4. The method of claim 3, wherein performing key-value pair lookup in a hash dictionary corresponding to current loop detection according to a key in the data packet key-value pair to obtain a target key-value pair comprises:

according to a first key in the first data packet key value pair, performing key value pair query in a hash dictionary corresponding to the current loop detection to obtain a first target key value pair; or,

according to a second key in the second data packet key value pair, carrying out key value pair query in a hash dictionary corresponding to the current loop detection to obtain a second target key value pair; or,

according to a third key in the third data packet key value pair, performing key value pair query in a hash dictionary corresponding to the current loop detection to obtain a third target key value pair; or,

and according to a fourth key in the fourth data packet key value pair, performing key value pair query in a hash dictionary corresponding to the current loop detection to obtain a fourth target key value pair.

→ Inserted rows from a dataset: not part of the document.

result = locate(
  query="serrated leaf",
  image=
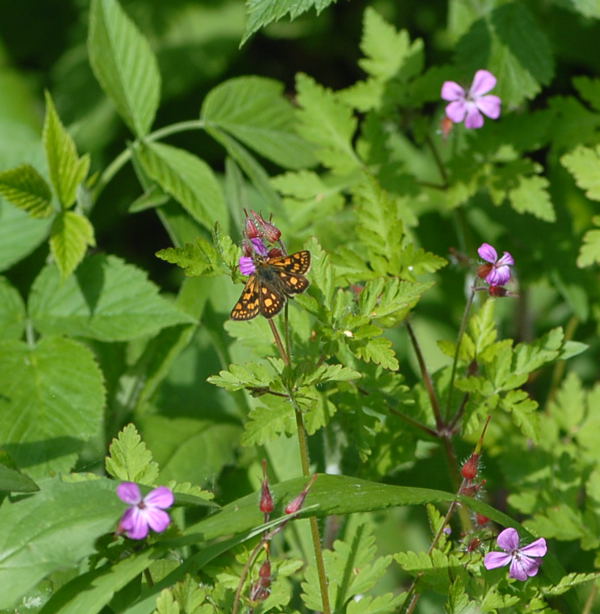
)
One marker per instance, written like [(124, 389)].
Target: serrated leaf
[(52, 396), (379, 351), (253, 170), (107, 300), (262, 12), (188, 179), (590, 250), (199, 258), (12, 312), (25, 188), (269, 420), (253, 110), (70, 236), (124, 64), (386, 49), (515, 49), (129, 459), (58, 528), (584, 164), (67, 169), (328, 123), (531, 196)]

5. The method of claim 4, wherein updating key-value pairs in the hash dictionary according to the target key-value pair, the packet length, and the packet type, and determining a loop detection result of the network according to the updated key-value pairs comprises:

if the first target key-value pair is not null, updating the first target key-value pair in the hash dictionary by using the first data packet key-value pair, wherein the value in the first data packet key-value pair is 1; determining that no loop exists in the network according to the updated key value pair;

if the third target key-value pair is not empty, updating the third target key-value pair in the hash dictionary with the third data packet key-value pair, wherein the value in the third data packet key-value pair is 1; determining that no loop exists in the network according to the updated key value pair;

6. The method of claim 4, wherein updating key-value pairs in the hash dictionary according to the target key-value pair, the packet length, and the packet type, and determining a loop detection result of the network according to the updated key-value pairs comprises:

when the values in the updated key value pair meet the loop detection condition corresponding to the data packet type, determining that a loop exists in the network; otherwise, determining that no loop exists in the network;

7. The method of claim 4, wherein determining that a loop exists in a network when a value in the updated key value pair satisfies a loop detection condition corresponding to the packet type comprises:

8. A loop detection device, comprising:

9. An electronic device, comprising:

one or more processors;

a storage device for storing one or more programs,

when executed by the one or more processors, cause the one or more processors to implement the method of any one of claims 1-7.

10. A computer-readable storage medium, on which a computer program is stored which, when being executed by a processor, carries out the method according to any one of claims 1 to 7.